By Gary M. Kramer and Michael Miller.
Silverdocs, the all-documentary film festival held at the AFI Theatre in Silver Spring, MD, celebrated its 10th anniversary this year. There were many memorable films on a wide variety of subjects from competitors vying for the coveted spot as the human specimen at an Icelandic penis museum to a history of the Polaroid, and Navajo Indians suffering from XP, a rare and lethal disease. The best films chronicled people at work, or for whom work was a form of play (or vice versa). Here is a rundown of some notable titles.

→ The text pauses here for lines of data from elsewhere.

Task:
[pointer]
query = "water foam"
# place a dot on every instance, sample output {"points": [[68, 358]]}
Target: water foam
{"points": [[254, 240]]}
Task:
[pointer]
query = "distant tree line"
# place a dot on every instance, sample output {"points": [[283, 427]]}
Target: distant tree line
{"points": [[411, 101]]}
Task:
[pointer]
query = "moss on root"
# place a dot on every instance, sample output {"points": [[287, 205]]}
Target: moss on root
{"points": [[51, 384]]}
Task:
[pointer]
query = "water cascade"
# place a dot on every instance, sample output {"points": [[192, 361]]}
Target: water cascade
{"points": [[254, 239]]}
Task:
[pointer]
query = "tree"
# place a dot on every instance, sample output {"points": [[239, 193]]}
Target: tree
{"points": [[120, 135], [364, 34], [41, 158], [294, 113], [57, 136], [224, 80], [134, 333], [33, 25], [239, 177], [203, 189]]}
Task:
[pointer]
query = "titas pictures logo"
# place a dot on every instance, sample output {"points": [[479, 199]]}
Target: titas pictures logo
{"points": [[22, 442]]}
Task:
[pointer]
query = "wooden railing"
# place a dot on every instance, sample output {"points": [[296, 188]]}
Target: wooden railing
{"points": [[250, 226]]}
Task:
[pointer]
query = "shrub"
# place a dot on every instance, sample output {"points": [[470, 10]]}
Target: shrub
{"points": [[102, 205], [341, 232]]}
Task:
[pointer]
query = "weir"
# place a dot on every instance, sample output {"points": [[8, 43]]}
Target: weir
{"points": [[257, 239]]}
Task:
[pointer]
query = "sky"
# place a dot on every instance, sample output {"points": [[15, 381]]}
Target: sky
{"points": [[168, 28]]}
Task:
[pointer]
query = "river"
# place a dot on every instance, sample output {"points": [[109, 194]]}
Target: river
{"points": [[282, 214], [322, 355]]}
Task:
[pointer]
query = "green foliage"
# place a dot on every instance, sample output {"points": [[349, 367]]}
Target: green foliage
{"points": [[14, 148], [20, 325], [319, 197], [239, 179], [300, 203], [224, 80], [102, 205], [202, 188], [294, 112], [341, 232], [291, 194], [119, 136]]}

Arguably the best film at Silverdocs was Canned Dreams (Gauriloff, 2012). Opening with an image of a conveyor belt and the empty cans that it carries, this astonishing documentary examines the lives of the trapped people who work to fill that can. Many of them do difficult jobs—in slaughterhouses, in mines—often just to put food on their own family’s tables. The film artfully shows the globalization of a can of ravioli and the universality of the lives of the folks whose work produces it. Specifically, Canned Dreams emphasizes how these people are working for their families. A mother in Portugal explains she wants to stay healthy so she can send her daughter to university; a Romanian man describes the joy he bought his daughter when he got her the teddy bear she wanted. He also confesses that he dreamt about blood after he killed an animal for the first time. These tales are poignant, and moving, and in contrast to the many difficult scenes of animals being prepared for food (a cow being degloved is as hard to watch as a pig being bled.) But these unflinching scenes are necessary to show what these people do to earn their livelihoods. Director Katja Gauriloff eloquently films her subjects, making a Polish butcher indelible as he describes his feeling of betrayal and thoughts of revenge as he works with beef. In contrast, scenes in France (eggs) and Italy (olive oil) are wordless (save some chickens squawking) and wondrous. Canned Dreams has a hypnotic quality even when it is literally and figurative gut-wrenching. (A scene of a Romanian woman sweeping up pigs eyes and ears after she recounts a story of her abusive boyfriend and her effort to get an abortion is almost too much.) But the dreams of these very human workers—to have a girlfriend, as a sensitive Denmark animal husbander desires—build to a powerful, unforgettable final shot.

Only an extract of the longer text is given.